Cheveux blond-roux coupé court, regard vert, il pénétra dans l'amphi et s'installa sans regarder personne. Hormis la respiration légèrement saccadée de ma voisine, aucun son ne filtrait, la tension semblant augmenter à chaque nouvel arrivant. Surtout qu'il n'en restait plus qu'un ! A l'instant où cette pensée m'effleura l'esprit, la porte du bas s'ouvrit de nouveau sur un garçon au visage rond et à la démarche emprunté. Visiblement apeuré, il trébucha au bout de deux pas, sous les ricanements moqueur de la brune de l'entrée.
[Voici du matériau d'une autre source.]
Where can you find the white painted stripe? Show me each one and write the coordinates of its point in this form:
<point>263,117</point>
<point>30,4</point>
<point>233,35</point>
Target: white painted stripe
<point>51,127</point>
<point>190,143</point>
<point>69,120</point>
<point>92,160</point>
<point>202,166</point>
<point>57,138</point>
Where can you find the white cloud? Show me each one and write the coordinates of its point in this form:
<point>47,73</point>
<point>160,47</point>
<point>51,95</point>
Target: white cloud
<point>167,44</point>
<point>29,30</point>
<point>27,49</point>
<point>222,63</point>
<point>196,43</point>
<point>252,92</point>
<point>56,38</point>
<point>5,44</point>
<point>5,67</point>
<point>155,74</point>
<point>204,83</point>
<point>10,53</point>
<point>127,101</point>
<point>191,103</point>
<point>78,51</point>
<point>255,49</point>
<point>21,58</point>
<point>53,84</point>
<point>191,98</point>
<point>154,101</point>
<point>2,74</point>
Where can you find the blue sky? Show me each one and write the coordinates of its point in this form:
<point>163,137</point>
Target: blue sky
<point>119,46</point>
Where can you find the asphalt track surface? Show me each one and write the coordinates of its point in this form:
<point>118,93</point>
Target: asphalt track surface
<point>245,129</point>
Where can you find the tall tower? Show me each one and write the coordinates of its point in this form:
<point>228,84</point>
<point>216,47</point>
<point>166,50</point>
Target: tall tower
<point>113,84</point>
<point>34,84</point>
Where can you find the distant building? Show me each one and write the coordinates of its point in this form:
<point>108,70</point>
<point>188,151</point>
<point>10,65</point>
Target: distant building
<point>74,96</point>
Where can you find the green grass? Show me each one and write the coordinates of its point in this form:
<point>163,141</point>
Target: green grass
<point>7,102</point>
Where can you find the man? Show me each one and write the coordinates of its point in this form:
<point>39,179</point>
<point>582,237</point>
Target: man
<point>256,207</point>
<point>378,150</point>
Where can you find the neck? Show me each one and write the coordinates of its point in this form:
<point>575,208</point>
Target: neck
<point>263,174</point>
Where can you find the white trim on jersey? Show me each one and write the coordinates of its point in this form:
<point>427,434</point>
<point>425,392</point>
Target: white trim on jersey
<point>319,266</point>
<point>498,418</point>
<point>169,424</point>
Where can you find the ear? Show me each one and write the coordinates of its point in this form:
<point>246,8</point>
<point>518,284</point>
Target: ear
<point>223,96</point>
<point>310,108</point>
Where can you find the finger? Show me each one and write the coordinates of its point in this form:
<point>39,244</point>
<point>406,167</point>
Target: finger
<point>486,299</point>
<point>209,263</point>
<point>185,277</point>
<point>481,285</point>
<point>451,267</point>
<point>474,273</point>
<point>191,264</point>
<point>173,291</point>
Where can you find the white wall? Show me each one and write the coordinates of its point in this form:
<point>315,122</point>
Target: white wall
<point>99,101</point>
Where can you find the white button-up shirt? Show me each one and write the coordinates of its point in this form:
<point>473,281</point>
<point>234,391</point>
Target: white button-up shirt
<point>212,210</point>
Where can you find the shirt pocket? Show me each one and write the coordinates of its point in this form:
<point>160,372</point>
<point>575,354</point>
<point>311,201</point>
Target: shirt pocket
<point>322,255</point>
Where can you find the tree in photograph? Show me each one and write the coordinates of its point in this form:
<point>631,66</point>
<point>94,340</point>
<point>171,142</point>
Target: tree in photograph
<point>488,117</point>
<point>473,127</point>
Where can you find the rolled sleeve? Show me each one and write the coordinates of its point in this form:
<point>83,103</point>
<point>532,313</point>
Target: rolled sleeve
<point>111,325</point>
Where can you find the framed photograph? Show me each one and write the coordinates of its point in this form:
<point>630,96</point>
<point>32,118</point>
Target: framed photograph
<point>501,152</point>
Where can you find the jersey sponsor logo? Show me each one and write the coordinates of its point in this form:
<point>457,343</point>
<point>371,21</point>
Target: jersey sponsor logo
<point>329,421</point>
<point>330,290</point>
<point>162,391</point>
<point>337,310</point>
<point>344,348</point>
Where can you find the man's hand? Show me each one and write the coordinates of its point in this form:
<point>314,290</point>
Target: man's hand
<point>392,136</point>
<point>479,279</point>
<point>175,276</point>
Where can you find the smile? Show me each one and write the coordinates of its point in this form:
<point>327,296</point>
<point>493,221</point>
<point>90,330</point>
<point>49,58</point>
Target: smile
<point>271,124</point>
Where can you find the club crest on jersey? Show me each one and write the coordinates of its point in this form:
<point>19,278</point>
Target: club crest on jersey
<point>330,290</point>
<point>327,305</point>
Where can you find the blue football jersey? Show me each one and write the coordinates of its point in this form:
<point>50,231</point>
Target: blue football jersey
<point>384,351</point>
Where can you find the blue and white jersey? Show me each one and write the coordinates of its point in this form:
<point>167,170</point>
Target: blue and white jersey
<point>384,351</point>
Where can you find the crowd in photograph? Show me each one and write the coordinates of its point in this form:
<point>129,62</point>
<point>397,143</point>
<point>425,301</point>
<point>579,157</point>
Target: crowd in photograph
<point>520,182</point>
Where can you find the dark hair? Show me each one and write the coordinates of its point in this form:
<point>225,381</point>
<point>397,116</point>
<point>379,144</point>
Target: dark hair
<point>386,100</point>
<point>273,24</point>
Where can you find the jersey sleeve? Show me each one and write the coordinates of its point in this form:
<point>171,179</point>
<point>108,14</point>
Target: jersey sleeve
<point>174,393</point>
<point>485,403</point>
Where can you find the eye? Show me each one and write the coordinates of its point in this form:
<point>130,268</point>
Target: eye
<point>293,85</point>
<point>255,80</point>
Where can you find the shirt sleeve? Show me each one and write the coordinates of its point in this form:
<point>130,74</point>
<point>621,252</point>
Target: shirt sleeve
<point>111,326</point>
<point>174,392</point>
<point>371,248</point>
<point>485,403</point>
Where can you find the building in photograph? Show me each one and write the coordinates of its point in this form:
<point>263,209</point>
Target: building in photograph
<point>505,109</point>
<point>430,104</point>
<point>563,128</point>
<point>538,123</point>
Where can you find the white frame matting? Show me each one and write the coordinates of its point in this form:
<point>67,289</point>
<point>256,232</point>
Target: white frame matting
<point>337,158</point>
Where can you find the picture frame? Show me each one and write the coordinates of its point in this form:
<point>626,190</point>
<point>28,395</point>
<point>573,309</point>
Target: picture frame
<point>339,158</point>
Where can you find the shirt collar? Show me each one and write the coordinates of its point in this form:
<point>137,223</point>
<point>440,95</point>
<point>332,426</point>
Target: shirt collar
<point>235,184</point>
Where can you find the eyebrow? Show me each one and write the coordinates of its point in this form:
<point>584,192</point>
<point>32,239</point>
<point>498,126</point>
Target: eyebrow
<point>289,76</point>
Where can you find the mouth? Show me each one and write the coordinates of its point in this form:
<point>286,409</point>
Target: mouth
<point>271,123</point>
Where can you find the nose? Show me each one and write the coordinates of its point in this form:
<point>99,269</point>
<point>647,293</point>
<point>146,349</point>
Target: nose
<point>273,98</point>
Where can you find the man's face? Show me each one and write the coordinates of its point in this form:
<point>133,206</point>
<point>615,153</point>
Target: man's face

— Au moins, on est sûr de ne pas avoir grand-chose à craindre de celui-là ! balança-t-elle méchamment.
Plus qu'excédée par son comportement, je m'apprêtai à me lever et à prendre la défense du pauvre garçon mortifié, lorsque la porte s'ouvrit de nouveau.
Cette fois-ci plus de jeunes gens terrifiés ou paumés, mais un homme d'âge mûr. Visage fermé, coupe militaire et uniforme austère, il imposait le respect par sa simple présence et n'avait pas l'air d'être là pour rigoler. Il était suivit d'une femme qui était presque son exact opposé. Petite et menue, perchée sur des talons aiguilles d'au moins dix centimètres, j'aurais reconnu ce chignon et ce sourire entre mille. Et vu les moues et les grimaces de certains participants, je ne n'étais pas la seule. Elle rejoignit l'homme d'une démarche souple et déliée malgré ses échasses et se plaça à ses côtés derrière le bureau. Ce dernier déposa le dossier qu'il tenait à la main devant lui, l'ouvrit et commença à en feuilleter le contenu comme si nous n'étions pas là.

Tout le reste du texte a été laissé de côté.